The Tooth Fairy: Parents, Lovers, and Other Wayward Deities (A Memoir)
by Clifford Chase
The Overlook Press, 2014
256 pages / $24.95 Buy from Amazon
Clifford Chase’s The Tooth Fairy begins with an epigraph, a line from a James Schuyler poem: “Out there/ a bird is building a nest out of torn up letters.” And this is Chase’s task in The Tooth Fairy, to weave a home from fragments of thoughts, memories, journals, dreams, and song lyrics, each ribbon and twig twisted with the other ribbons and twigs, until the strands form dense architecture, a story that holds one close.
At first, it seemed The Tooth Fairy would be an exhausting read. In the first chapter, an essay partly about the extraction of molar #30 from the author’s mouth, each of the fragments—which meditate on everything from blood oranges to antidepressants to sexual confusion—are, with few exceptions, a single sentence long. I’m a reader with an affinity for books made of fragments—I adore Barthe’s A Lover’s Discourse, Maggie Nelson’s Bluets, Wayne Koestenbaum’s Humiliation—but I wondered if I could keep up. The sentences leap swiftly from image to image, subject to subject, developing few of the connective strands. The images are at turns funny (a fat little dog with a plastic steak in its mouth), and at turns lyrical (clouds are “golden cloth with a purple sheen”). My mind felt a little jet-lagged. Chase was building this nest from such small twigs. But the warp and weft of the first chapter continued into the second, and the nest began to grow.

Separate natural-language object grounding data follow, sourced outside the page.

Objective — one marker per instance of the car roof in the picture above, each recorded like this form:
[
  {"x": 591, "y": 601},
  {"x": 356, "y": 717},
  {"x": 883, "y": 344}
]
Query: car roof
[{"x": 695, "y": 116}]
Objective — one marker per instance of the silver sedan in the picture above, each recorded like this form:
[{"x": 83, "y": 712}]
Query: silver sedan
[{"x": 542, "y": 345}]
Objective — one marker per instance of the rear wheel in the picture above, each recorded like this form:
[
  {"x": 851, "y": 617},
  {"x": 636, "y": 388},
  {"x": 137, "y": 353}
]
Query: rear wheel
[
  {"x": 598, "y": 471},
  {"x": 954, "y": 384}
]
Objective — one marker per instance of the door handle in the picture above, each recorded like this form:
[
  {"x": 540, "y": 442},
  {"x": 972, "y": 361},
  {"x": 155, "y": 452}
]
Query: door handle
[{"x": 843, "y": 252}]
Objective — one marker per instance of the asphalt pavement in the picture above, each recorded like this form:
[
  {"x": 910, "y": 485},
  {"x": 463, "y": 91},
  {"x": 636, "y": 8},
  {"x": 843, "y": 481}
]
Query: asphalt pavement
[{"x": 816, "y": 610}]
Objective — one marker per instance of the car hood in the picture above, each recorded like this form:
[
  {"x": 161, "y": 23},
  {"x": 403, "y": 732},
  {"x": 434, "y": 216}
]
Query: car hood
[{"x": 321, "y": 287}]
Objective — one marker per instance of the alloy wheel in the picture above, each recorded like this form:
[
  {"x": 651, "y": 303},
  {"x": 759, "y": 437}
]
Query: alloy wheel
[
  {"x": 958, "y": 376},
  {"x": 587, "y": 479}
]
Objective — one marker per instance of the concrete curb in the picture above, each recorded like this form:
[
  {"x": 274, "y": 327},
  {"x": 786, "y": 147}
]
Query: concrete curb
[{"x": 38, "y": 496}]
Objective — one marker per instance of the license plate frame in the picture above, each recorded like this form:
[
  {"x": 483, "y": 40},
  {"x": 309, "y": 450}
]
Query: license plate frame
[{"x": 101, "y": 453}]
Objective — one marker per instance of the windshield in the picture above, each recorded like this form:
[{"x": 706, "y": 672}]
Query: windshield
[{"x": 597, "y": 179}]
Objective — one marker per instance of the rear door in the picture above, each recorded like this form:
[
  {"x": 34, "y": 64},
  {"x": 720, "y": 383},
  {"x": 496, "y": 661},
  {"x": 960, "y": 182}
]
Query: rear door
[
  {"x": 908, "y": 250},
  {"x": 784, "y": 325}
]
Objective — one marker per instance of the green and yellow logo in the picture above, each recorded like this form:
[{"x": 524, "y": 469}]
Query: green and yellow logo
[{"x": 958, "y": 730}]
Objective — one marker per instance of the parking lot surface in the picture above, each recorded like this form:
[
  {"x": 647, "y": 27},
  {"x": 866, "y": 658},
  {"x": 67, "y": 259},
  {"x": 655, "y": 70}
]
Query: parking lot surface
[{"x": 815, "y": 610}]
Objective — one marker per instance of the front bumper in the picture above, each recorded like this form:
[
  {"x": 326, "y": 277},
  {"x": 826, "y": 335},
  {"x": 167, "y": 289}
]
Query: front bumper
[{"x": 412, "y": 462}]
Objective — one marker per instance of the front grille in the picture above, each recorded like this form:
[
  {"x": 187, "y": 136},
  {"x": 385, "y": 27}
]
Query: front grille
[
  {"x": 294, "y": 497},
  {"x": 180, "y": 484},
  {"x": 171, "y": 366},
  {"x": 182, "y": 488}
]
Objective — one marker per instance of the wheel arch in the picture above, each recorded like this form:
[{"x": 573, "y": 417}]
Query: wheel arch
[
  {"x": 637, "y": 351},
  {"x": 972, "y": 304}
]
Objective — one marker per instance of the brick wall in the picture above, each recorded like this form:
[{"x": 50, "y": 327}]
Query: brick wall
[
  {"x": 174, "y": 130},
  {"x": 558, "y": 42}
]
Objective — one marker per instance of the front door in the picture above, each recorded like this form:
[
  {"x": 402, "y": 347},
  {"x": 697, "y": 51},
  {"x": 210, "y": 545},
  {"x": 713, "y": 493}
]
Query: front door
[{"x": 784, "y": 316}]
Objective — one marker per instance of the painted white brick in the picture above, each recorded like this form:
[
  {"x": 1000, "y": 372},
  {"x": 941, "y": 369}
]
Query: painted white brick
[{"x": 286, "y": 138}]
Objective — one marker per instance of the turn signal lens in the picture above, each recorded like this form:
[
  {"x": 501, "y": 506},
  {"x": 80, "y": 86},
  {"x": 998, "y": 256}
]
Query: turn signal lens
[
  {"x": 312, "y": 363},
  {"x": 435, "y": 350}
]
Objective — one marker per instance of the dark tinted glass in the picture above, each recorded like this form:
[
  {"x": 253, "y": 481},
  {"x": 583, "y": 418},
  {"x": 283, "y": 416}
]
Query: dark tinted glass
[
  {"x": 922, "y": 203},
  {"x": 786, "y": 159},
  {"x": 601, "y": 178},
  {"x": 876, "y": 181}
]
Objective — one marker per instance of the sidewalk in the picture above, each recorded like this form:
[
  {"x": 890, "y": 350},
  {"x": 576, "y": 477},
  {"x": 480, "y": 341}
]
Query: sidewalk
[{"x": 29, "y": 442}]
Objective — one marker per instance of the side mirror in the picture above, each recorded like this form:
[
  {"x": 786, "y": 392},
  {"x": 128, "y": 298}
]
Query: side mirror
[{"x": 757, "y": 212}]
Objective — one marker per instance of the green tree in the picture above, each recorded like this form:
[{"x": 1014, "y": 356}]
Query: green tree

Each chapter considers a different time in the author’s life: a trip to Egypt with his partner John, a period of sexual confusion in college and afterwards, the deaths of his parents, a strange luggage mix-up. And each chapter has its own narrative arc, a central focus for meditation. There are strands, too, that connect each chapter to the next: Chase worries, suffers guilt, attempts to be a good son, partner, and brother, loses family members, loses part of his city, loses his sense of himself, loses love. He gains things, too—understanding, occasional connection. The book is full of emotional punches.
The Tooth Fairy invites one to seek patterns, and some of the fragments can be sorted into categories, one of which could be labeled “meta-fragments.” In these, Chase often considers or directs the reader about how the white space between fragments is working. In one instance, Chase writes that the white space represents “the gap between the part of [himself] that was happy with John and the part of [him] that wasn’t.” In the final chapter of the book, “Ken,” Chase reconsiders his brother, who died of AIDS in the late 1980s and whose death is the subject of Chase’s earlier book The Hurry-Up Song. In The Tooth Fairy, Chase has acquired Ken’s journal, and uses Ken’s writing and interviews with Ken’s friends to gain a multifaceted understanding of his brother. In this chapter, Chase tells us that the white space represents “several months in 2009 and 2010 of trying to absorb and understand [Ken’s] suffering.” Here, the gaps between fragments represent time and thought and sorting. In another chapter, Chase tells us that he assembles these “simple, factual sentences” in an attempt to “make the past seem almost comprehensible—not normal exactly, but closer to it—that is, an objective story I can view without shame.” This proclamation is followed by three such sentences, each of which speaks simply and literally, and also hints at a narrative iceberg sleeping beneath the surface:
“Superman was a turn-on.
The basement used to flood regularly.
The pipes froze.”
In all of the white spaces, the reader (and maybe, too, the writer) builds a narrative while also accepting that there is no perfect, comprehensible narrative, no perfect answers to Chase’s questions. Each sentence stands like a tooth in a mouth, perfect on its own—an independent unit with root, dentin, and enamel—yet rooted and most functional alongside the others.